Geo (Geo Replication)

Notes:

  • Geo is part of GitLab Premium
  • Introduced in GitLab Enterprise Edition 8.9 We recommend you use it with at least GitLab Enterprise Edition 10.0 for basic Geo features, or latest version for a better experience
  • You should make sure that all nodes run the same GitLab version
  • Geo requires PostgreSQL 9.6 and Git 2.9 in addition to GitLab's usual minimum requirements
  • Using Geo in combination with High Availability (HA) is considered Generally Available (GA) in GitLab Enterprise Edition 10.4

Note: Geo changes significantly from release to release. Upgrades are supported and documented, but you should ensure that you're following the right version of the documentation for your installation! The best way to do this is to follow the documentation from the /help endpoint on your primary node, but you can also navigate to this page on GitLab.com and choose the appropriate release from the tags dropdown, e.g., v10.0.0-ee.

Geo allows you to replicate your GitLab instance to other geographical locations as a read-only fully operational version.

Overview

If you have two or more teams geographically spread out, but your GitLab instance is in a single location, fetching large repositories can take a long time.

Your Geo instance can be used for cloning and fetching projects, in addition to reading any data. This will make working with large repositories over large distances much faster.

Geo overview

When Geo is enabled, we refer to your original instance as a primary node and the replicated read-only ones as secondaries.

Keep in mind that:

  • Secondaries talk to the primary to get user data for logins (API) and to replicate repositories, LFS Objects and Attachments (HTTPS + JWT).
  • Since GitLab Premium 10.0, the primary no longer talks to secondaries to notify for changes (API).

Use-cases

  • Can be used for cloning and fetching projects, in addition to reading any data available in the GitLab web interface (see current limitations)
  • Overcomes slow connection between distant offices, saving time by improving speed for distributed teams
  • Helps reducing the loading time for automated tasks, custom integrations and internal workflows
  • Quickly failover to a Geo secondary in a Disaster Recovery scenario
  • Allows planned failover to a Geo secondary

Architecture

The following diagram illustrates the underlying architecture of Geo (source diagram).

Geo architecture

In this diagram, there is one Geo primary node and one secondary. The secondary clones repositories via git over HTTPS. Attachments, LFS objects, and other files are downloaded via HTTPS using the GitLab API to authenticate, with a special endpoint protected by JWT.

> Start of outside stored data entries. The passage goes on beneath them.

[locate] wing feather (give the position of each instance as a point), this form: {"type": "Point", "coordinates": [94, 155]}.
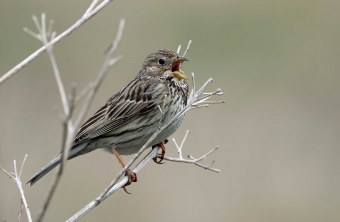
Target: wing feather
{"type": "Point", "coordinates": [135, 100]}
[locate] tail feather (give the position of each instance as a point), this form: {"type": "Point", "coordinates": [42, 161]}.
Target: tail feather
{"type": "Point", "coordinates": [47, 168]}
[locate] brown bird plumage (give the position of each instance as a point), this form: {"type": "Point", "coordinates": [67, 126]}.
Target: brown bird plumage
{"type": "Point", "coordinates": [131, 116]}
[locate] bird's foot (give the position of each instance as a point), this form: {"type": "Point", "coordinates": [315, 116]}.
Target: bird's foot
{"type": "Point", "coordinates": [160, 156]}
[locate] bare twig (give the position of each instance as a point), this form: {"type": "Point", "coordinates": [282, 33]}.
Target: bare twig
{"type": "Point", "coordinates": [191, 159]}
{"type": "Point", "coordinates": [16, 177]}
{"type": "Point", "coordinates": [70, 126]}
{"type": "Point", "coordinates": [92, 10]}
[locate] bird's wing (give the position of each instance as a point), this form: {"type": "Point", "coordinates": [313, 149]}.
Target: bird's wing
{"type": "Point", "coordinates": [135, 100]}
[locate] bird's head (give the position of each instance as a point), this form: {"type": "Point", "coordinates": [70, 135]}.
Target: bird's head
{"type": "Point", "coordinates": [165, 63]}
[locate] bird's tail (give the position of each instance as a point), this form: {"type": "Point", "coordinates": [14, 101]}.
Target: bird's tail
{"type": "Point", "coordinates": [47, 168]}
{"type": "Point", "coordinates": [75, 151]}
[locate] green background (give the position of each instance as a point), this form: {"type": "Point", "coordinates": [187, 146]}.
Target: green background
{"type": "Point", "coordinates": [278, 132]}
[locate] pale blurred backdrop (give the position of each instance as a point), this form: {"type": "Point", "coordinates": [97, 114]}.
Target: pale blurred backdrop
{"type": "Point", "coordinates": [278, 132]}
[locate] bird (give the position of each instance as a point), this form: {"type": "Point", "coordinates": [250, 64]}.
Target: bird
{"type": "Point", "coordinates": [130, 117]}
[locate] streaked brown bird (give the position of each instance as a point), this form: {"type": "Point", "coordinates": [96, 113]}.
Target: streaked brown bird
{"type": "Point", "coordinates": [131, 116]}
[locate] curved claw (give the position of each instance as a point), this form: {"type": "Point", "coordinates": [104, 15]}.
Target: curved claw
{"type": "Point", "coordinates": [132, 177]}
{"type": "Point", "coordinates": [161, 155]}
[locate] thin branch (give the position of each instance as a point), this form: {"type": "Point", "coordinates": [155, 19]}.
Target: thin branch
{"type": "Point", "coordinates": [114, 188]}
{"type": "Point", "coordinates": [88, 15]}
{"type": "Point", "coordinates": [191, 159]}
{"type": "Point", "coordinates": [16, 177]}
{"type": "Point", "coordinates": [70, 126]}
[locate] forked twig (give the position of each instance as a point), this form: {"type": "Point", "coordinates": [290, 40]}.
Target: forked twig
{"type": "Point", "coordinates": [195, 99]}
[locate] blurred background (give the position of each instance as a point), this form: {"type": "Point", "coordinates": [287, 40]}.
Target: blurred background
{"type": "Point", "coordinates": [278, 132]}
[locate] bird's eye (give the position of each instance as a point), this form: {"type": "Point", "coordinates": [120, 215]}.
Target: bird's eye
{"type": "Point", "coordinates": [161, 61]}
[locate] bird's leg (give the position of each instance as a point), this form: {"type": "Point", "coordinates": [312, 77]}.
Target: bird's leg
{"type": "Point", "coordinates": [161, 155]}
{"type": "Point", "coordinates": [132, 177]}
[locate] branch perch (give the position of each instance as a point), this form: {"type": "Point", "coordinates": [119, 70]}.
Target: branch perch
{"type": "Point", "coordinates": [16, 177]}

Writes to the database and Git repositories can only be performed on the Geo primary node. The secondary node receives database updates via PostgreSQL streaming replication.

Note that the secondary needs two different PostgreSQL databases: a read-only instance that streams data from the main GitLab database and another used internally by the secondary node to record what data has been replicated.

In the secondary nodes there is an additional daemon: Geo Log Cursor.

Geo Recommendations

We highly recommend that you install Geo on an operating system that supports OpenSSH 6.9 or higher. The following operating systems are known to ship with a current version of OpenSSH:

* CentOS 7.4
* Ubuntu 16.04

Note that CentOS 6 and 7.0 ship with an old version of OpenSSH that do not support a feature that Geo requires. See the documentation on Geo SSH access for more details.

LDAP

We recommend that if you use LDAP on your primary that you also set up a secondary LDAP server for the secondary Geo node. Otherwise, users will not be able to perform Git operations over HTTP(s) on the secondary Geo node using HTTP Basic Authentication. However, Git via SSH and personal access tokens will still work.

Check with your LDAP provider for instructions on on how to set up replication. For example, OpenLDAP provides these instructions.

Geo Tracking Database

We use the tracking database as metadata to control what needs to be updated on the disk of the local instance (for example, download new assets, fetch new LFS Objects or fetch changes from a repository that has recently been updated).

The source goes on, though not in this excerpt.